Mumbai: Inefficiencies in Indian banks have meant the large cuts in official rates have not been fully passed on to customers, hampering the effectiveness of monetary policy, the head of the central bank said on Wednesday.
Delayed financial sector reforms in India were necessary to open up long-term financing for infrastructure projects, rather than just relying on banks to deliver the funding, Reserve Bank of India governor Duvvuri Subbarao said.
“There is a degree of stickiness and non-transparency in bank lending rates,” Subbarao said at a business conference.
“The intermediation cost in India is still high, largely due to high operating cost. Although overall efficiency and productivity have improved, resources are not being utilised in the most efficient manner.”
Banks have cut their prime lending rates by around 200 to 250 basis points since October 2008, around half the 425 basis points of cuts the RBI made in the repo rate, its short-term lending rate, between October 2008 and April.
Further, most bank customers are not eligible for the prime lending rate and so pay higher rates for loans.
“The challenge for Indian banks, therefore, is to reduce costs and pass on the benefit to both depositors and lenders,” Subbarao said.
He said banks would need to augment their capital base and upgrade risk management systems, noting the Basel 2 framework for banks globally provided a standard to assess various risks and calibrate capital requirements.
“Buffering the capital base of banks is obviously a standard and much-needed response to risk management,” he said.
A meeting of Group of 20 finance ministers in September had agreed that banks should hold more and better quality capital.
Subbarao said financing India’s massive infrastructure needs would be a major challenge for Indian banks, and said stalled financial sector reforms could facilitate better availability of long-term financing.
“This huge and growing demand of infrastructure finance will have to be met even as banks wrestle with expanding their traditional banking services,” he said.
“While infrastructure typically requires long-term funding, the deposits of banks, their main source of funds, are relatively short-term.”
Meeting fund requirements for infrastructure would require pending reforms to be cleared, he said. The government has estimated a funding requirement of about $500 billion to fund roads, airports, power and ports in the five years to 2012.

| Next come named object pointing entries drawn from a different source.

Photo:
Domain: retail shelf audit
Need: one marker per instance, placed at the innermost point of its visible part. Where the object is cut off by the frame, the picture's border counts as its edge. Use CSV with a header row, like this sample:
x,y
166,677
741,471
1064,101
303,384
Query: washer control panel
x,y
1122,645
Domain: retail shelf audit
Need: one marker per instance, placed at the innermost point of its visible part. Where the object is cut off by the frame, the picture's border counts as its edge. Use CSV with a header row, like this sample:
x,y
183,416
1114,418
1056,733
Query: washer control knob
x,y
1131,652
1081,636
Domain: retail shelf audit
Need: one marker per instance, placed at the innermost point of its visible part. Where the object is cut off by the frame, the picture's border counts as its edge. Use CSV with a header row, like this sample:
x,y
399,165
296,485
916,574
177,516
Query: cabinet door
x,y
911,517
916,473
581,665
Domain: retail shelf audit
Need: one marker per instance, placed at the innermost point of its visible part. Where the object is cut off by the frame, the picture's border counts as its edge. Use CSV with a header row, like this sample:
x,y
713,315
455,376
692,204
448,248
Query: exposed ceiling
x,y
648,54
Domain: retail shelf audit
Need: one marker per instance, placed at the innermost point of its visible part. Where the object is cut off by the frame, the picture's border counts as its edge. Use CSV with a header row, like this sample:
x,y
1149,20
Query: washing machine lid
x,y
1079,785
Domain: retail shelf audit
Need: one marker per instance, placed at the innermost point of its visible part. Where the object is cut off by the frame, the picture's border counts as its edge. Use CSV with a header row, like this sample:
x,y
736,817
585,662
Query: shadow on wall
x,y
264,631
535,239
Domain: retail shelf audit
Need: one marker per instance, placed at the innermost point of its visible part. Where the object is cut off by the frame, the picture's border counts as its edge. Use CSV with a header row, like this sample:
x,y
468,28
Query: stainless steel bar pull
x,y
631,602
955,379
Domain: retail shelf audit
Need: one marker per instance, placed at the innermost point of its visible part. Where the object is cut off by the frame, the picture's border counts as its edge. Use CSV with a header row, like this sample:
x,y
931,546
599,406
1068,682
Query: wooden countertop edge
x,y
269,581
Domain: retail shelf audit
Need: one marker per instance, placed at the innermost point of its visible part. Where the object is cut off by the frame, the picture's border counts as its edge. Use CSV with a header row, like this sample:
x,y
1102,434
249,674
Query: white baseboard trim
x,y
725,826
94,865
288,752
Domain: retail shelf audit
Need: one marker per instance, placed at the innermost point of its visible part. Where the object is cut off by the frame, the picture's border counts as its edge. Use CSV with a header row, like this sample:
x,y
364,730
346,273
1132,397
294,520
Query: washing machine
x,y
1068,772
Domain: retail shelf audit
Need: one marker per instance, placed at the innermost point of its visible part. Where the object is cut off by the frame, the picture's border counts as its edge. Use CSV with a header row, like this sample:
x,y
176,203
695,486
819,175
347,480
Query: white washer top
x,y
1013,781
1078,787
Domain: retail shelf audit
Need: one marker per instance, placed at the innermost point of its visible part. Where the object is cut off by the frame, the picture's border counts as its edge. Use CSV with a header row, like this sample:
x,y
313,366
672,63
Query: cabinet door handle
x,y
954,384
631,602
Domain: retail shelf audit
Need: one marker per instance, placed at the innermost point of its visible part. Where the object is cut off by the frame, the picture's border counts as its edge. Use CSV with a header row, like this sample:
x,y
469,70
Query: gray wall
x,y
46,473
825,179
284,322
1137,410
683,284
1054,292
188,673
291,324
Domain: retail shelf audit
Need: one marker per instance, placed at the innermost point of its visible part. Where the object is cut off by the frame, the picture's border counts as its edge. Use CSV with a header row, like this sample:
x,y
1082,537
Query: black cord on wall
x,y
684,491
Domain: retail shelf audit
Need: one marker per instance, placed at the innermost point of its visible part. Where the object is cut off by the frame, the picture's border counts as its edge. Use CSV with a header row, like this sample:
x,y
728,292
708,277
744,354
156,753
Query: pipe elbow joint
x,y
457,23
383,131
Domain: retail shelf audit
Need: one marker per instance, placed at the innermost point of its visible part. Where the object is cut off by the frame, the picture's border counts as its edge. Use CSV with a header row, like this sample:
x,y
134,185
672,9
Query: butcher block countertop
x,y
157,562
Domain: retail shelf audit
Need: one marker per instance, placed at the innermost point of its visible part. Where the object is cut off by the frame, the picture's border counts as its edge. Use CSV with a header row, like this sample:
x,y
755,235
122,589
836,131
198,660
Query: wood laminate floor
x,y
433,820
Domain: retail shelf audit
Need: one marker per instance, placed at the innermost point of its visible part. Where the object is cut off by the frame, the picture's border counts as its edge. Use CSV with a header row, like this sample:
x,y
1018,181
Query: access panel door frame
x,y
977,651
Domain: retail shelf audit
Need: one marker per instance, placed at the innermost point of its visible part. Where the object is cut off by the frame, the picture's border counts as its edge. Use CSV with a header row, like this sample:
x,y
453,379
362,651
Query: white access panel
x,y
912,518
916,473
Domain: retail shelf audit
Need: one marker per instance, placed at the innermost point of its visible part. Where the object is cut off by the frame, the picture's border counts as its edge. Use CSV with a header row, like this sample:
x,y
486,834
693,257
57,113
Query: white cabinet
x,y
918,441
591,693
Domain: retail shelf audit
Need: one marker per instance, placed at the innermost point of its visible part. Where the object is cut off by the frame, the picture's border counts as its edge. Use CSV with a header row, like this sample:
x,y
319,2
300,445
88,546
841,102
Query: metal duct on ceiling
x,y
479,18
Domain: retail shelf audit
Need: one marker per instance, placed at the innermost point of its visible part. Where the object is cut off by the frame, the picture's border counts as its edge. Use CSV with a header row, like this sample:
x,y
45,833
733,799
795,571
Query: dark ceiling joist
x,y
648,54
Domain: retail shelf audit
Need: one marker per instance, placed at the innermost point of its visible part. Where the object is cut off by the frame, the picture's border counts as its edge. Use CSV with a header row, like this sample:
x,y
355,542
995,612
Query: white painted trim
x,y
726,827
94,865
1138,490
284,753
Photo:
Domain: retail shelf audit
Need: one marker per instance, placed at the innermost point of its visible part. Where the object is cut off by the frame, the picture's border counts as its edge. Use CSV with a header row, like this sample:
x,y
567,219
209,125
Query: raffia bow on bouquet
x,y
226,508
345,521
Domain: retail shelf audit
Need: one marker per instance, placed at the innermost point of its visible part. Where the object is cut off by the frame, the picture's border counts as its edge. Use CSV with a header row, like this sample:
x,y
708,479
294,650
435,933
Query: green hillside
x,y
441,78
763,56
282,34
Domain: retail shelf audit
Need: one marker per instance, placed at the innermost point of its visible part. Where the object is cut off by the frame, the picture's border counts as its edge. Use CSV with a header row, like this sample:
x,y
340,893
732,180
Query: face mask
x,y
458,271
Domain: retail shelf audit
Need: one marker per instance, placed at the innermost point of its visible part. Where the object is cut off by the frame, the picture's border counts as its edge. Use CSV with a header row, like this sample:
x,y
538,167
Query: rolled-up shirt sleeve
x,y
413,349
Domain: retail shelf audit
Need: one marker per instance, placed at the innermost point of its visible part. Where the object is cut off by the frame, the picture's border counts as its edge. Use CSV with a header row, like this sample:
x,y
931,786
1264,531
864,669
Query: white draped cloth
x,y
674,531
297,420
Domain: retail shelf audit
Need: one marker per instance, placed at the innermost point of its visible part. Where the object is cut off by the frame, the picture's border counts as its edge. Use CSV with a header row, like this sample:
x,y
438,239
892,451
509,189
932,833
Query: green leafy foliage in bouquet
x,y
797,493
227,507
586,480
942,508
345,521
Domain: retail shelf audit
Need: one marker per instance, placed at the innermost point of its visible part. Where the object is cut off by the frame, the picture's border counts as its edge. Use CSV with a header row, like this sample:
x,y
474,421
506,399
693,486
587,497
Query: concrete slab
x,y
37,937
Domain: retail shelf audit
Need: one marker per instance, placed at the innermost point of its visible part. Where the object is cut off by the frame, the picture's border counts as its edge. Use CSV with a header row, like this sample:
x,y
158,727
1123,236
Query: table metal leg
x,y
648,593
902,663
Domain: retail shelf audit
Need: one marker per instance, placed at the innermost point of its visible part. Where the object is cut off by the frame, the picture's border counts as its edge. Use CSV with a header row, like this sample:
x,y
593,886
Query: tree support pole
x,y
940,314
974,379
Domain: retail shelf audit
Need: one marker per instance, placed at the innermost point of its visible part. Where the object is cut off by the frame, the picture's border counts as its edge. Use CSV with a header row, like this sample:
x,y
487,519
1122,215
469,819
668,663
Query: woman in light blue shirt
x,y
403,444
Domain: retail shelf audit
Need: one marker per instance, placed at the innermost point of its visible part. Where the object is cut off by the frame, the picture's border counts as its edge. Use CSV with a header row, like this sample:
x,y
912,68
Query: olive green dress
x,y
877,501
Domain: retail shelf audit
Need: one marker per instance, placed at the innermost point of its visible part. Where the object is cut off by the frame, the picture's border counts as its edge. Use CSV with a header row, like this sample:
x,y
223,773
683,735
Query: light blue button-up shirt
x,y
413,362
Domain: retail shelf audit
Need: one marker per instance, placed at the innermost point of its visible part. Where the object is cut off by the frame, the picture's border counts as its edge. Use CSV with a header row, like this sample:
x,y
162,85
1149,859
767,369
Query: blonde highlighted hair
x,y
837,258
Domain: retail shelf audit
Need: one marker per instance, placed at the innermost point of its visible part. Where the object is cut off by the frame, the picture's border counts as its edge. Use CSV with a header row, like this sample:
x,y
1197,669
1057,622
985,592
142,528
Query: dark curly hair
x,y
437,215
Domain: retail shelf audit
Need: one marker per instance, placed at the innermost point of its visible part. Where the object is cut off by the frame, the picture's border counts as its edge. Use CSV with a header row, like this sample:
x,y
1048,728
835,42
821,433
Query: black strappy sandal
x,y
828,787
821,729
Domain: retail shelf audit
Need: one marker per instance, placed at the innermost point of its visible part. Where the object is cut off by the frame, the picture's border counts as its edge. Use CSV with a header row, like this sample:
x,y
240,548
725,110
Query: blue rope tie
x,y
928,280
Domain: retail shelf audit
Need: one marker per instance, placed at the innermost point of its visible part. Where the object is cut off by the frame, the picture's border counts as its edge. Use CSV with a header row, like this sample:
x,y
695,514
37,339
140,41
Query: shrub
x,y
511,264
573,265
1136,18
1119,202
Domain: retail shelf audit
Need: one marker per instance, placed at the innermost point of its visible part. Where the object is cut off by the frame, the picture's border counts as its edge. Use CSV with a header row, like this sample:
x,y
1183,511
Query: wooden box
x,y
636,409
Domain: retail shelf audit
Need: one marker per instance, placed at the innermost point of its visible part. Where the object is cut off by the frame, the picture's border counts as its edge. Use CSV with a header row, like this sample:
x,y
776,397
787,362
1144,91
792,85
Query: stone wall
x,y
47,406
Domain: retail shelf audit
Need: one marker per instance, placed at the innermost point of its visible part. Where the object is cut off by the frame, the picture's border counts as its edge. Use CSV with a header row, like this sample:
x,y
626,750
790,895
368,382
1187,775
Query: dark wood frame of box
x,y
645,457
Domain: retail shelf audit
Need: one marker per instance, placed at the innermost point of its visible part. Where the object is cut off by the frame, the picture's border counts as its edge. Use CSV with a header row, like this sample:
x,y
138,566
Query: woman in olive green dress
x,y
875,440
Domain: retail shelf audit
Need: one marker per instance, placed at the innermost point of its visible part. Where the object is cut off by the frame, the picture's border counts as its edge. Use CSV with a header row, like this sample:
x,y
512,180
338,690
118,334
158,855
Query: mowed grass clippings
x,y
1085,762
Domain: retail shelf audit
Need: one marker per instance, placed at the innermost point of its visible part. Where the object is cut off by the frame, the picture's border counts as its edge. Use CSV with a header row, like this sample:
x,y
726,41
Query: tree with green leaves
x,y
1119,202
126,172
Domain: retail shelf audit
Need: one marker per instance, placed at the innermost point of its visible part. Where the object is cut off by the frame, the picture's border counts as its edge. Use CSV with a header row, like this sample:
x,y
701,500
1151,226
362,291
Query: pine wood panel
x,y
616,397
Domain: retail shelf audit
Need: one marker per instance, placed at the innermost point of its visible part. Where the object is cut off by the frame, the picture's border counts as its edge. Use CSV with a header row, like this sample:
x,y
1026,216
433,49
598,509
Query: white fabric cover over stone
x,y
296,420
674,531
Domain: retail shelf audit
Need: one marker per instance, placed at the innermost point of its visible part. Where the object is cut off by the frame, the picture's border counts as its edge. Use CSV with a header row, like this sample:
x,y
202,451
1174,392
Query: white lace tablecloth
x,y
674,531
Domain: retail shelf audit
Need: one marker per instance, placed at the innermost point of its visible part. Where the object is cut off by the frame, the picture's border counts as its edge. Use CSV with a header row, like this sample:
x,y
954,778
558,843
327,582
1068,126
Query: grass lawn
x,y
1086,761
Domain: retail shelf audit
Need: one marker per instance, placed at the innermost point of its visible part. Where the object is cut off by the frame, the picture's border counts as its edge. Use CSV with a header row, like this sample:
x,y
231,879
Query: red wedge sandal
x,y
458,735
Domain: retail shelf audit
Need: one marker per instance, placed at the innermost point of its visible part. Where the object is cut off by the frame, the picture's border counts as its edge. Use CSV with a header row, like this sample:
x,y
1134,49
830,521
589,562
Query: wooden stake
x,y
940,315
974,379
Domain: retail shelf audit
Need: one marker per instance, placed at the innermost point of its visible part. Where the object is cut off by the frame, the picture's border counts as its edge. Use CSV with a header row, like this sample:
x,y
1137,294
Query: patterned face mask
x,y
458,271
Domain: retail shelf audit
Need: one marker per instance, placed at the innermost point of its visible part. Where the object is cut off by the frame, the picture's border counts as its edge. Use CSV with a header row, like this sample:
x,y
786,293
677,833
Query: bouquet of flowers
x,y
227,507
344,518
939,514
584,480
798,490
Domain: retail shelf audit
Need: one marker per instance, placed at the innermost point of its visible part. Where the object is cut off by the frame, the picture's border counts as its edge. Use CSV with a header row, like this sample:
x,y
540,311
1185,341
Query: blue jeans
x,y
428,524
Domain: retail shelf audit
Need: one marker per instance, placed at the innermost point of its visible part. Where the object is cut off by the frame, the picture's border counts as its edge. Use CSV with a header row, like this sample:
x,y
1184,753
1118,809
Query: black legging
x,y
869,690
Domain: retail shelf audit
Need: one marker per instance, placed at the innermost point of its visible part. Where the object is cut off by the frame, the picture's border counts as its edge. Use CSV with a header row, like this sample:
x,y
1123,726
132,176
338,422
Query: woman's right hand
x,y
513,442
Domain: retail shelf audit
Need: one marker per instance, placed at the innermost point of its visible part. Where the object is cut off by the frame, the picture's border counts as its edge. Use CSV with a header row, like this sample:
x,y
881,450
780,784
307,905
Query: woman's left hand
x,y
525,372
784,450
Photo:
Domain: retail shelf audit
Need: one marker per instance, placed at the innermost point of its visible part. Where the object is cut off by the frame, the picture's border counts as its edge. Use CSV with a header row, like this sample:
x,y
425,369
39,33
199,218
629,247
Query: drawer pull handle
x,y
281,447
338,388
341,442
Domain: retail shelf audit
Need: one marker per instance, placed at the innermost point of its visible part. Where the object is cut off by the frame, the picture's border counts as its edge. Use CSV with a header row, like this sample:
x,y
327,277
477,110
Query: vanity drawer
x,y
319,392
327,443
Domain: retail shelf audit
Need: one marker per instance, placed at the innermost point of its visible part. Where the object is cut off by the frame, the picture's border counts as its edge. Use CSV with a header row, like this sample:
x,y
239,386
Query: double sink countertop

“In advanced economies, the long-term finance space is filled by insurance companies and pension and provident funds. If some of the pending legislation gets through, in India too we can expect new sources of long-term financing to open up.”
Subbarao said repurchase agreements or repos in corporate bonds would start soon.
“Repos in corporate bonds are slated to start soon. We expect to issue final guidelines by end-November,” he said.
The Central bank expects to come with final guidelines on repos in corporate bonds by end-November, which is expected to boost liquidity in the corporate debt market.
The participant can pledge a corporate paper in exchange of funds for a certain period and at a rate determined by the market.
As of now, repo transactions are allowed only in central government securities, treasury bills and state development loans.
Moving ahead, Indian banks are set to increase their presence abroad, while foreign banks will have a larger presence in India, Subbarao said.
Commenting on the ongoing financial inclusion programmes, the governor said, the effort should be to give access to at least minimal financial services to the excluded rather than chasing a target.